Moscou estime que l’accord conduira à un déferlement de produits européens sur le territoire russe
Fin 2013, c’est précisément le refus du président Viktor Ianoukovitch de signer le document – refus obtenu après de fortes pressions du Kremlin – qui a donné le coup d’envoi de la révolution de Maïdan puis a conduit à un engrenage menant à la guerre dans l’est du pays. Un an plus tard, en 2014, Moscou obtenait de l’UE que seule la partie politique de l’accord finalement signé par le nouveau pouvoir ukrainien entre en vigueur. La partie commerciale était, elle, retardée d’un an.
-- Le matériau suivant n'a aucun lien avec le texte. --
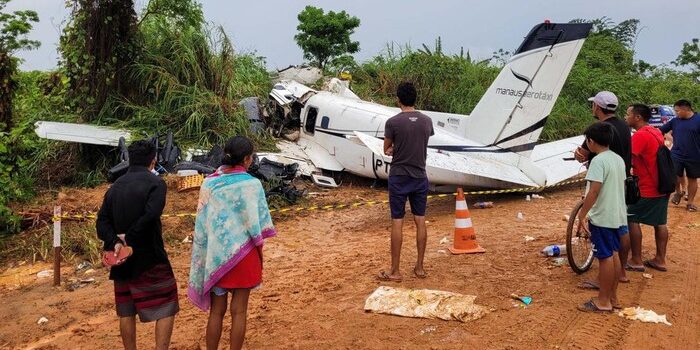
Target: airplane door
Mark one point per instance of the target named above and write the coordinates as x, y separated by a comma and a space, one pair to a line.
310, 120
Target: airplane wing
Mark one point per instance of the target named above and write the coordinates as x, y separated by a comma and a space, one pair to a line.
457, 165
81, 133
550, 156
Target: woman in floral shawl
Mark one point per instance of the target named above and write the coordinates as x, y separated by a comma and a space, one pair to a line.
232, 220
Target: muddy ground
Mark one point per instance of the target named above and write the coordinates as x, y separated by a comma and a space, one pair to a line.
322, 265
Cette année, la partie russe a tenté à nouveau, jusqu’au bout, d’obtenir un délai supplémentaire ou même la renégociation de l’accord, au motif qu’il portait « atteinte aux intérêts et à la sécurité économique de la Confédération de Russie ». Moscou estime notamment que l’accord conduira à un déferlement de produits européens sur le territoire russe, ce que l’UE n’a eu de cesse de démentir, mettant en avant les règles qui garantissent l’origine européenne, et donc soumise à droits de douane, des productions de l’UE.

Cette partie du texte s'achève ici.